Drunken and inattentive driving, trees and soft shoulders are the main culprits along the 3.2 miles of Shore Drive, an engineering consultant told the council Tuesday.

There's no way to design a road safe for drunken drivers, but adding a shoulder will give careless drivers a chance to regain control before it's too late, Lawrence Gassman, vice president of Larsen Engineers Inc., told the council.

Gassman also said the city can reduce the risk of accidents by cutting down 345 trees close enough to the road to endanger motorists who lose control.
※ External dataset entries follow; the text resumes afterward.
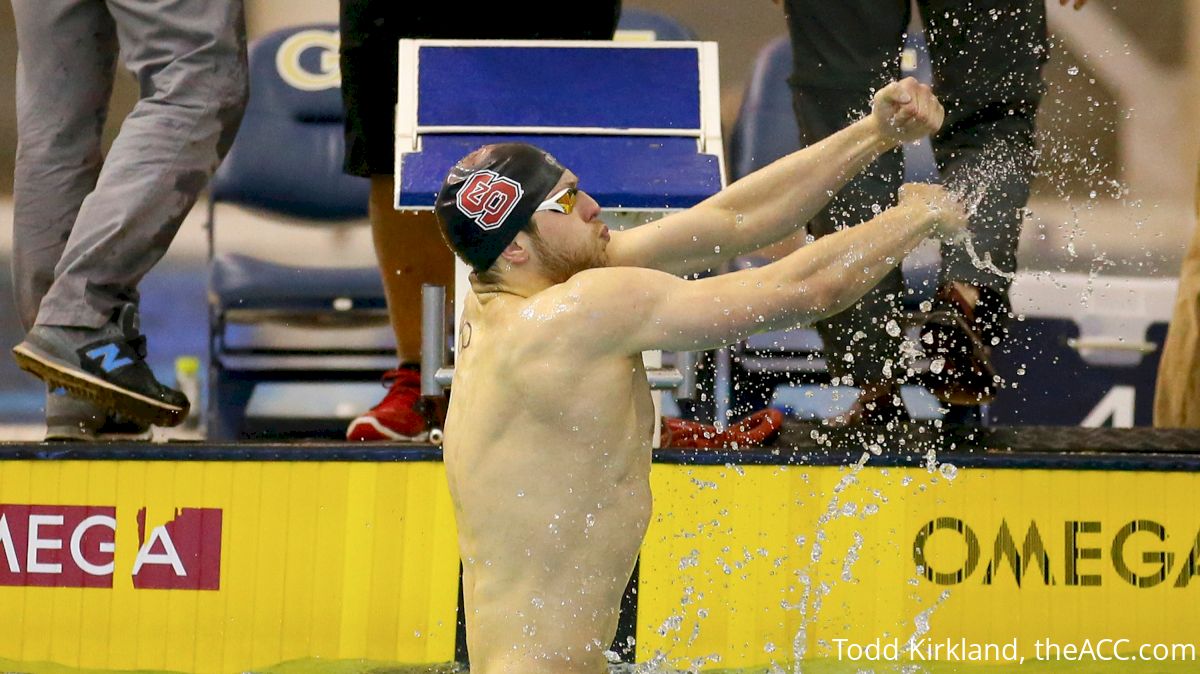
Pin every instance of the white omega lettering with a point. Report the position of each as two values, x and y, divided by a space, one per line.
168 557
105 547
10 551
37 543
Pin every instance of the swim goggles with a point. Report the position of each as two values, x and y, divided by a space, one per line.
561 202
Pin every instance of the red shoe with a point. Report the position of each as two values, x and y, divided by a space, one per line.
754 431
400 416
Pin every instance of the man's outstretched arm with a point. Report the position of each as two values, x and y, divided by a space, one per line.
636 310
777 200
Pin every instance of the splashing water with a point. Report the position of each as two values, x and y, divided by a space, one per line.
984 264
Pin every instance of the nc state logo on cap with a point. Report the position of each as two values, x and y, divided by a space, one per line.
487 198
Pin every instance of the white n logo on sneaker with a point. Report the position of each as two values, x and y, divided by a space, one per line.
109 357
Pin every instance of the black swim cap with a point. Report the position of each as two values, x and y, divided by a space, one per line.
490 196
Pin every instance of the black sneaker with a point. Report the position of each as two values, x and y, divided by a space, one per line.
70 419
960 339
105 366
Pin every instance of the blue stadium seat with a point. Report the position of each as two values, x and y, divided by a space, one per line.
661 25
273 322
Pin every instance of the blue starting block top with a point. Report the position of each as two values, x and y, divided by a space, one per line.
637 122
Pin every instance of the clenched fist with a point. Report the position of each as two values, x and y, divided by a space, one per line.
949 214
906 110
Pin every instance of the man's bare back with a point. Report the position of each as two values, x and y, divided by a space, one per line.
550 482
547 438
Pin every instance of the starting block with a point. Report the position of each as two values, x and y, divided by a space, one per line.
637 122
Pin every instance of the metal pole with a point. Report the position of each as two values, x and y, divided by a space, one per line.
433 337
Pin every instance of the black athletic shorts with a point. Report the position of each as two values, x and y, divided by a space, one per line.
371 28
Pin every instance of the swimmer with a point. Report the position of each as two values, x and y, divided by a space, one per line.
547 439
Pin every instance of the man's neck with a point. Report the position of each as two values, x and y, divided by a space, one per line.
516 283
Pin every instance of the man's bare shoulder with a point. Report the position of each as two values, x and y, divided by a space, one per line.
605 302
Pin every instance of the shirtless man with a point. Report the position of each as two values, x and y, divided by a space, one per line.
547 441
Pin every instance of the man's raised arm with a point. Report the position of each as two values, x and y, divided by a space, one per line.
775 200
636 310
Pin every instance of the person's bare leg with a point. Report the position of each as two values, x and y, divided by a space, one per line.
411 253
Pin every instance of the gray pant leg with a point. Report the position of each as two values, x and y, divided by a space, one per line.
857 342
65 65
190 61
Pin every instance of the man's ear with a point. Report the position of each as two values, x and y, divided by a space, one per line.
517 252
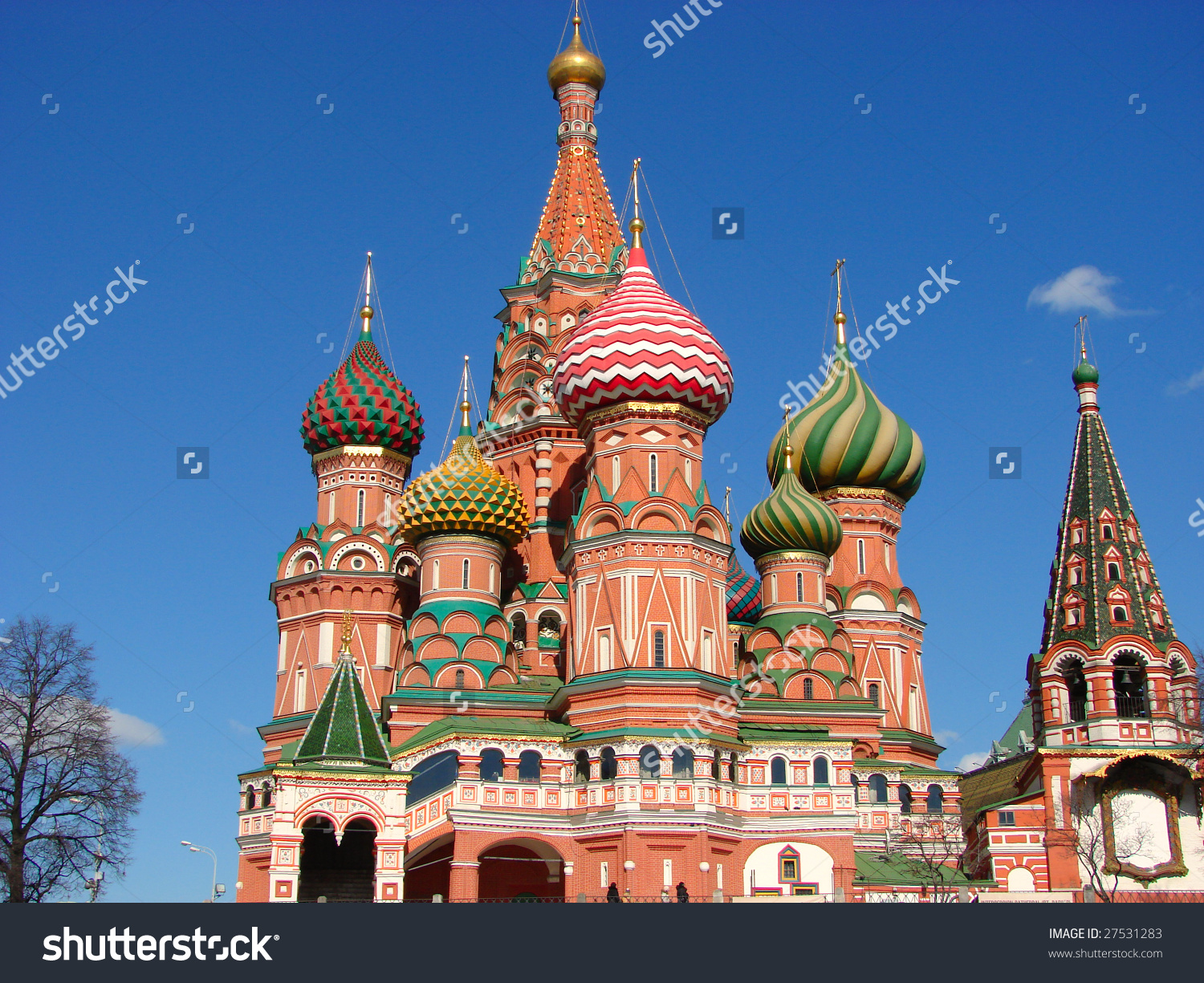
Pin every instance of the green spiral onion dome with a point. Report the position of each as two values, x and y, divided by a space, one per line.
790 518
1085 372
464 494
363 402
845 437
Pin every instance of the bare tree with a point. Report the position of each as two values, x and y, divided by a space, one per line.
1131 838
67 795
931 850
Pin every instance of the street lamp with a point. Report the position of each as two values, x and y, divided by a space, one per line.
217 889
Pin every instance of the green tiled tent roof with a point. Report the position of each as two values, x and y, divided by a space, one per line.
344 728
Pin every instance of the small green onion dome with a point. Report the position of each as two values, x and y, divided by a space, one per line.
464 494
1085 372
847 437
790 518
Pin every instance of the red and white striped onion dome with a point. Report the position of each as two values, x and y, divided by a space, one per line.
640 344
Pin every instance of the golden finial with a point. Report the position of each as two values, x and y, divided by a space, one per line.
840 315
637 224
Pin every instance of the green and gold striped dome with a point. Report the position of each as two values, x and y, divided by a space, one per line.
464 494
790 518
845 437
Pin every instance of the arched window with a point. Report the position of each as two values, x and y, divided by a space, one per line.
1076 691
530 766
649 762
878 788
1129 684
683 763
433 775
609 766
491 761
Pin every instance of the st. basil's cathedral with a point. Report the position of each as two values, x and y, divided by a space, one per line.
539 672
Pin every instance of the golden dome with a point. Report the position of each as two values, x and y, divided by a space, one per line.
576 64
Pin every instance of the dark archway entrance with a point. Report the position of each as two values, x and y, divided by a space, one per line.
337 871
520 871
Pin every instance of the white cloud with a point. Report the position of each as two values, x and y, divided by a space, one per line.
1182 387
1079 290
972 761
132 732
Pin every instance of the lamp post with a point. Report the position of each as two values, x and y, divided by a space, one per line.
98 855
217 889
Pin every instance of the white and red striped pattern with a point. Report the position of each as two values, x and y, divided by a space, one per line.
642 344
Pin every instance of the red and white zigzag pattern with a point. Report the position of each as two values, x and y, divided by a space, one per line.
642 344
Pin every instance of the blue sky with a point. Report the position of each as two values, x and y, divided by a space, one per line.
1078 127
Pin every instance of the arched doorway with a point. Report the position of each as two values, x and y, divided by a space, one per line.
339 869
520 870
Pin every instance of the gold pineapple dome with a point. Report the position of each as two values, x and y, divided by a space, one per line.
576 64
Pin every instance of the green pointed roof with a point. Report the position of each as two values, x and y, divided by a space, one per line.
1096 486
847 437
344 729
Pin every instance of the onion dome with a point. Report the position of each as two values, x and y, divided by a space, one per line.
1085 372
464 494
642 344
847 437
743 595
363 402
790 518
576 64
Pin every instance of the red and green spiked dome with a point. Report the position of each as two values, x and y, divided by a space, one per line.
363 402
464 494
640 344
847 437
790 520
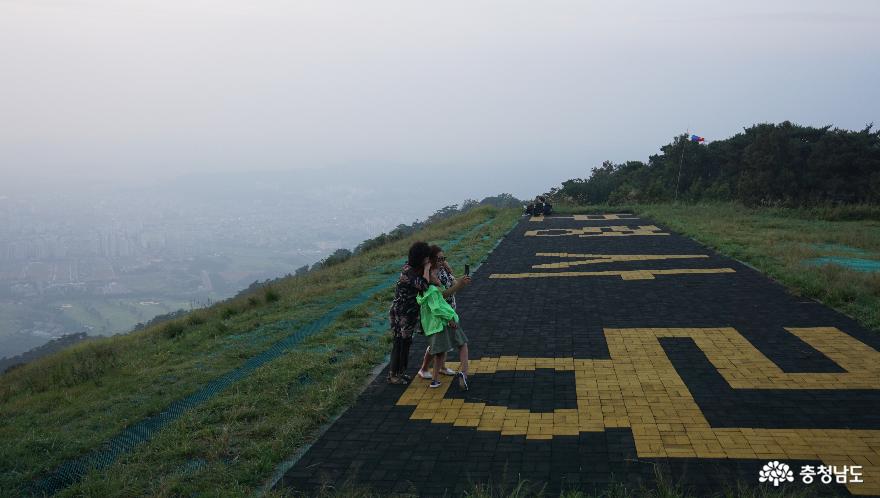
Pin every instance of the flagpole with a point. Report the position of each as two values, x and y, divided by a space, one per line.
680 162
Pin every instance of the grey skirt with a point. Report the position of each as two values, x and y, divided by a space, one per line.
447 340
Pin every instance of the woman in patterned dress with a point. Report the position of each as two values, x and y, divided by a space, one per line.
405 310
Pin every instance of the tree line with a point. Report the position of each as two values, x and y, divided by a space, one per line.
767 164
His recommendations also include: asking the police to aggressively enforce the 55 mph speed limit; adding guard rails where the shoulders are steep or slope into a ditch; adding a rumble strip to alert drivers in danger of running off the road; and repaving sections to eliminate uneven patches of pavement.

Those recommendations would cost just over $1 million. Work could start soon but could take several years if the recommendations are phased in, as the engineer suggested.

Council member Robert K. Dean, an environmentalist, said Tuesday he wasn't sure he could support cutting down trees to save drunken drivers from themselves. But he did not object to the direction the other council members gave to the city manager to draw up a specific proposal for the road work.

``If we are aware of an engineering change we can make. . . we shouldn't hesitate for any length of time,'' council member Barbara M. Henley concluded.